Lymph can leak into both the abdominal and pleural cavities, causing chylous ascites and pleural effusions. Patients present with abdominal distension, dyspnoea, or both. These problems are usually the result of leakage from refluxing megalymphatics; chyluria and chylous leakage from the vagina are rare complications. Protein-losing enteropathy can cause severe weight loss and chylous leakage from the serosal surface of the bowel may increase the ascites.

Lymphoedema may occasionally affect the upper limb, including the fingers (Fig. 16) 657 and unilateral pectoral swelling can also occur. Oedema of the face usually presents as swelling of the eyelids, which are the most lax tissues in this region.

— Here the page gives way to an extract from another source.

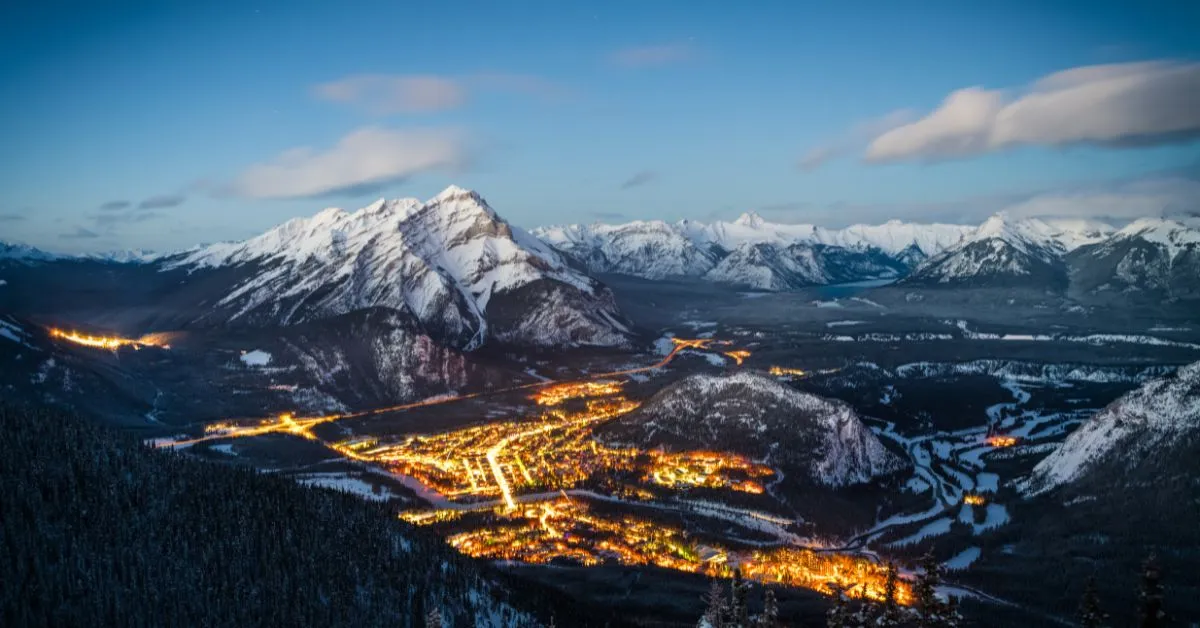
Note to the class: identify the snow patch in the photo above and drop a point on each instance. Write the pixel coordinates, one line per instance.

Patients with lymphoedema usually seek advice because they want to know the cause of the swelling, which causes major cosmetic embarrassment, even though it is often only of nuisance value. Severe swelling may make it impossible to buy shoes, and if the limb continues to swell its weight interferes with normal walking. Recurrent attacks of cellulitis may also be a major problem. Lymphangiosarcoma (Stuart Treves syndrome can infrequently develop in limbs following long-standing lymphoedema, but is more often a problem in patients with secondary lymphoedema.

A detailed past and family history should exclude secondary causes of lymphoedema and should suggest a possible inheritance of the primary condition. Apart from confirming the presence of pitting, physical examination excludes other causes of limb swelling and reveal any associated abnormalities. ‘Square toes’ often result when footwear prevents toe expansion. It is important to inspect the web spaces between the toes for athletes' foot, which is especially common in lymphoedematous limbs and is an important portal of entry for bacteria that cause recurrent cellulitis. Yellow nail syndrome is occasionally associated with lymphoedema, as is distichiasis (two layers of eyelashes). Occasionally Pierre-Robin syndrome (micrognathia) and other skeletal abnormalities are present, and congenital cardiac anomalies are found also in patients with lymphatic hyperplasia.

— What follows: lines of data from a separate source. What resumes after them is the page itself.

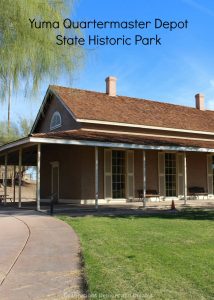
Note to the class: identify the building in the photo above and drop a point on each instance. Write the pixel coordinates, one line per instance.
(92, 147)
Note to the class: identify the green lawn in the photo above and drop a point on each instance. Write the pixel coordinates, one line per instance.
(151, 257)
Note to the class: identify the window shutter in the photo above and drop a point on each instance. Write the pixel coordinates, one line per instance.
(180, 164)
(161, 173)
(209, 174)
(130, 174)
(108, 174)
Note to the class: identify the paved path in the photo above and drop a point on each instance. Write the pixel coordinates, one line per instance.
(39, 257)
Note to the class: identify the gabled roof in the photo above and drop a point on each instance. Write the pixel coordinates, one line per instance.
(120, 109)
(155, 141)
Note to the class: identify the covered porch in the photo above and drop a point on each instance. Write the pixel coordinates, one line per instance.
(98, 170)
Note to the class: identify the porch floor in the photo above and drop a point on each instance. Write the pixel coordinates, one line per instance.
(133, 208)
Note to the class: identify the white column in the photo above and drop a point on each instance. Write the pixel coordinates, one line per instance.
(144, 179)
(20, 178)
(96, 178)
(185, 178)
(14, 183)
(5, 179)
(38, 177)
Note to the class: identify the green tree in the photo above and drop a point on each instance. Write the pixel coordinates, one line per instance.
(31, 55)
(16, 131)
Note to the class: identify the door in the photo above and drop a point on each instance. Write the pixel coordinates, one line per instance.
(55, 182)
(170, 175)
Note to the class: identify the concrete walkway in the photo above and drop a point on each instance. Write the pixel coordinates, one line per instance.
(39, 257)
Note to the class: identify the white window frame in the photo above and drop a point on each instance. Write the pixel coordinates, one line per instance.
(55, 114)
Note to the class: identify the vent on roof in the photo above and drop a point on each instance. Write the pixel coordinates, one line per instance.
(199, 101)
(111, 88)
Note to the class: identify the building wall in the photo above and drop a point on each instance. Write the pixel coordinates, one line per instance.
(77, 171)
(53, 104)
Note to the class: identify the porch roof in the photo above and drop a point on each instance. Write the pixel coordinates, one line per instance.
(90, 106)
(106, 139)
(154, 141)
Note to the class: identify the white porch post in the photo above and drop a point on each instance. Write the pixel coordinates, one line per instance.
(38, 176)
(20, 178)
(96, 178)
(144, 179)
(5, 179)
(185, 178)
(14, 183)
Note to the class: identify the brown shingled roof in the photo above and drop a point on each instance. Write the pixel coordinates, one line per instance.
(80, 134)
(100, 106)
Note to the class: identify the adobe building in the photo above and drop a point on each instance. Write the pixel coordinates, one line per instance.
(92, 147)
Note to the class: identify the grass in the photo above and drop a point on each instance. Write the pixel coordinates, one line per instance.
(149, 257)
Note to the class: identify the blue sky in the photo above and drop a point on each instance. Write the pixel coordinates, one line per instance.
(173, 72)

The skin should be carefully examined for papillae and vesicles, and the limbs should be measured at fixed levels, above and below fixed bony points, to allow both the natural history and the results of therapy to be evaluated. The length of the limbs should also be measured and the presence of any abnormal veins must be recorded. The abdomen and chest should be carefully examined for ascites or effusions. The groins and axillae should be palpated for pathologically enlarged lymph nodes. Rectal and vaginal examinations are indicated if a pelvic malignancy is suspected.

The physical examination should provide indications of whether the patient has primary or secondary lymphoedema, but unequivocal confirmation of the diagnosis is desirable. If the swelling is not the result of lymphoedema, other investigations are necessary.